Изгард тепло улыбнулся писцу; он и сам растрогался.

— Давай же вернемся в те славные дни. Подумай, только мы трое! Вспомни наши споры. А книги, которые мы глотали! А узы любви, дружбы, взаимных обязательств! — Кожа Эдериуса была мягкая — и горячая в том месте, куда пришелся удар. Изгард с наслаждением ощущал под рукой нежную старческую кожу. Прикосновения вообще очень много значили для него. — Ты тоже скучаешь по добрым старым временам, Эдериус? Тебе тоже недостает Гэмберона?

Вопросы Изгарда достигли цели. Сковавшие писца чары ослабли. Эдериус пошевелился — и на сей раз не отшатнулся от своего короля, а, наоборот, подался ему навстречу:

— Да, я скучаю по тем дням. Передать не могу, как мне недостает Гэмберона.

Глаза узорщика были блестящими от слез. Изгард почувствовал, что сам вот-вот расплачется, и сжал челюсти. На скулах короля перекатывались желваки.

— Гэмберон не должен был умирать. Не должен был идти против меня.

Из глаз Эдериуса хлынули слезы, соленая влага смочила пальцы Изгарда. Прохладные слезы и горячая кожа — потрясающее ощущение! Возможно, потому, что король был лишен одного из пяти чувств, он так высоко ценил то, что давали остальные. Под кончиками пальцев ему открывался целый мир волшебной красоты: биение пульса, ни с чем не сравнимая фактура старческой кожи, боль от ожога, если задеть рукой пламя свечи... Порой Изгарду казалось, что он все же не лишен вкусовых ощущений — просто органы для их восприятия у него находятся не на языке, а на кончиках пальцев.

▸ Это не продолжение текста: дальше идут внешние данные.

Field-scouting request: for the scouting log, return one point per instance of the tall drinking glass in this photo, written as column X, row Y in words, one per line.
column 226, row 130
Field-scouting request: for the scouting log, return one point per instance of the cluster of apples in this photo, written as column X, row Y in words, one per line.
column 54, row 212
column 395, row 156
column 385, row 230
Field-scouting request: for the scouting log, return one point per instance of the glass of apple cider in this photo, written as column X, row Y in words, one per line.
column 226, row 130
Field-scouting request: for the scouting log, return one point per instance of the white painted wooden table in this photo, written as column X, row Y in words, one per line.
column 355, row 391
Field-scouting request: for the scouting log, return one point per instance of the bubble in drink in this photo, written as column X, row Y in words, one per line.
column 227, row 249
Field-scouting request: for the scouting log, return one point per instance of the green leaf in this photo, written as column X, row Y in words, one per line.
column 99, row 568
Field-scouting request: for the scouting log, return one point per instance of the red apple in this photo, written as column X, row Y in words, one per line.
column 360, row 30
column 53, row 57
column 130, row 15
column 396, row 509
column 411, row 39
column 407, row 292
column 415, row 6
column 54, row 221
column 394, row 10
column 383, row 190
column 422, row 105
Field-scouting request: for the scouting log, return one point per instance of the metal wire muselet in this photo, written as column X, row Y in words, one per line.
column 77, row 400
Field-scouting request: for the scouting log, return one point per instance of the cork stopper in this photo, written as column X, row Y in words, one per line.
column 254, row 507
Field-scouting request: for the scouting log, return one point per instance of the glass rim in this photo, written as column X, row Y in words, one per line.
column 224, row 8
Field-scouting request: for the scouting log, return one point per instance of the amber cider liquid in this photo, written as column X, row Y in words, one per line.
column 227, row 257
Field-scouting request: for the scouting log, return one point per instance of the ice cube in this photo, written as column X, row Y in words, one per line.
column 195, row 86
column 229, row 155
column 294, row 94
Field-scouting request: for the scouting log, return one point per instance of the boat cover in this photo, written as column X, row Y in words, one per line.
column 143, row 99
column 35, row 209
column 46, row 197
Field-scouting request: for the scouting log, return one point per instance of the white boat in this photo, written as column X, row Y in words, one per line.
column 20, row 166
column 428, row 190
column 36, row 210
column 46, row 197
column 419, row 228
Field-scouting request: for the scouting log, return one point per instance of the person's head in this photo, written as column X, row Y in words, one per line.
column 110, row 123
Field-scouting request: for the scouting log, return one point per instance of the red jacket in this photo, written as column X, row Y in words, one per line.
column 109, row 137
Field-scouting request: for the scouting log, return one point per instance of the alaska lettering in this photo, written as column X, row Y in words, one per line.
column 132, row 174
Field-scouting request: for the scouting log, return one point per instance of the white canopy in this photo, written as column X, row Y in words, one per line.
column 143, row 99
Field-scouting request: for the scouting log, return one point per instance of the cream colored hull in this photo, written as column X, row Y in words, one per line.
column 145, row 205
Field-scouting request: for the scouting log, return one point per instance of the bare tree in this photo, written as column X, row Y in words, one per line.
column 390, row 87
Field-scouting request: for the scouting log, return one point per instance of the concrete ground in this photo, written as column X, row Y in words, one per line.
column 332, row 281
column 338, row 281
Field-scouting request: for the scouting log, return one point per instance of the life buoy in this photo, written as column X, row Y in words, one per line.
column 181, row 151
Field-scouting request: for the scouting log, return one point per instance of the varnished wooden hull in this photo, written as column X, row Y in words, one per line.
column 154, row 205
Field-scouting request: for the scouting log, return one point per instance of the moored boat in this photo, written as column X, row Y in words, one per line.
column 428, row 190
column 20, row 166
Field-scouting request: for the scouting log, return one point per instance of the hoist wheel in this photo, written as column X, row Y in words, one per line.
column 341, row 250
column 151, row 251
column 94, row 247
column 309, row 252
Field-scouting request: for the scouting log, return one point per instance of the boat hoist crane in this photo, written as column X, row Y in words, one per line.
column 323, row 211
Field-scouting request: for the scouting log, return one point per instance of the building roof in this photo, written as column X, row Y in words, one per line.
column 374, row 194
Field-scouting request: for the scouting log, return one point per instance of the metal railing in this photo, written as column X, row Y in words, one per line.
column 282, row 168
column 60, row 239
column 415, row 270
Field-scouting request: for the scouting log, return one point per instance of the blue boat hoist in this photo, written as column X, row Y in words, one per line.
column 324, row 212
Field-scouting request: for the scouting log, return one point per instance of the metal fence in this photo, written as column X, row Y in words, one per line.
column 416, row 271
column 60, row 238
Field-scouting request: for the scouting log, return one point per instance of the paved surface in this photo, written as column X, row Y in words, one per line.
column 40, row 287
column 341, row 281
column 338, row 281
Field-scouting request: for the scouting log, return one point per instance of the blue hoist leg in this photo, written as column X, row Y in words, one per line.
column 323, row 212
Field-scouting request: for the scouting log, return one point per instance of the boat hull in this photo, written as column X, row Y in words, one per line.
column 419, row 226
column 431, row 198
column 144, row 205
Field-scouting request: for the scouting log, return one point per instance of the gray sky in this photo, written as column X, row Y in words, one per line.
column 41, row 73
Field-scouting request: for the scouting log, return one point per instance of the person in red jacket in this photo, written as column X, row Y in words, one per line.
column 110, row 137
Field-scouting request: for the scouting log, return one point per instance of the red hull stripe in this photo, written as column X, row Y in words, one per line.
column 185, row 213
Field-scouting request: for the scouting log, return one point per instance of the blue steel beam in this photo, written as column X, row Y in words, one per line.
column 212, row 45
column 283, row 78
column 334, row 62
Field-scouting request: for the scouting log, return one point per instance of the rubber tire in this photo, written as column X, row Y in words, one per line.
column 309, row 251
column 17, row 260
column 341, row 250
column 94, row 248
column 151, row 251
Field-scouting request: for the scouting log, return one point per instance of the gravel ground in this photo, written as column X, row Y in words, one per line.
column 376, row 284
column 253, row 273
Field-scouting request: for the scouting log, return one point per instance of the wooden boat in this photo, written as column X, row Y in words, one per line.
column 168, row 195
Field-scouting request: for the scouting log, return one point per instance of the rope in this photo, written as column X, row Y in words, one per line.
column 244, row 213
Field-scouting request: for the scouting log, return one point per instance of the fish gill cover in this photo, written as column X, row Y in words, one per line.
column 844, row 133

Эдериус покачал головой и прижался мокрой щекой к руке Изгарда.

— Гэмберон не должен был делать то, что сделал. Он действовал поспешно, необдуманно... Ему следовало сперва поделиться своими опасениями с вами.

Изгард наклонился и запечатлел поцелуй на лбу писца. До сих пор старик хитрил и увиливал, но сейчас он говорил искренне. Гэмберон должен был прийти к нему. Должен был поделиться опасениями насчет Венца со своим хозяином и другом, с которым его связывала клятва верности. А вместо этого он явился в Сирабеюс, где она пятьдесят лет хранилась у сестер монастыря мученика Эхлиса, и попытался разломать ее. Изгард настиг его темной ночью, в бурю, в лиге к востоку от монастыря. К тому времени шипы Венца искололи и разорвали в клочья кожу на руках и груди Гэмберона, выдавили дерзкому глаз, буквально искромсали его.